Effect of a chlorhexidine mouthwash on the risk of postextraction bacteremia.
Author(s): Tomas I, Alvarez M, Limeres J, Tomas M, Medina J, Otero JL, Diz P
Affiliation(s): Departments of Special Needs, Santiago de Compostela University, Santiago de Compostela, Spain. firstname.lastname@example.org.
Publication date & source: 2007-05, Infect Control Hosp Epidemiol., 28(5):577-82. Epub 2007 Apr 5.

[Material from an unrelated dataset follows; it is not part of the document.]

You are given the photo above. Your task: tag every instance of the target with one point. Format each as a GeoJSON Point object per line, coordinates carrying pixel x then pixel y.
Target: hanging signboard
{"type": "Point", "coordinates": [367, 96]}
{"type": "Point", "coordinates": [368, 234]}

Objective. To investigate the prevalence, duration, and etiology of bacteremia following dental extractions performed after a single administration of chlorhexidine mouthwash.Design and Setting. A randomized, controlled trial performed in a university hospital.Methods. A series of 106 patients with mental and behavioral disabilities who underwent dental extractions under general anesthesia were randomly assigned to a control group or chlorhexidine group. The exclusion criteria applied were use of antibiotics in the previous 3 months, use of oral antiseptics, any type of congenital or acquired immunodeficiency, and disease that predisposes the patient to infections or bleeding. The chlorhexidine group had 0.2% chlorhexidine mouthwash administered for 30 seconds before any dental manipulation. Blood samples were collected at baseline, 30 seconds, 15 minutes, and 1 hour after the dental extractions. Subculture and further identification of the isolated bacteria were performed by conventional microbiological techniques.Results. The prevalence of bacteremia after dental extraction in the control and chlorhexidine groups were 96% and 79%, respectively, at 30 seconds (P=.008), 64% and 30% at 15 minutes (P<.001), and 20% and 2% at 1 hour (P=.005). The most frequently identified bacteria were Streptococcus species in both the control and chlorhexidine groups (64% and 68%, respectively), particularly viridans group streptococci.Conclusion. We recommend the routine use of a 0.2% chlorhexidine mouthwash before dental extractions to reduce the risk of postextraction bacteremia.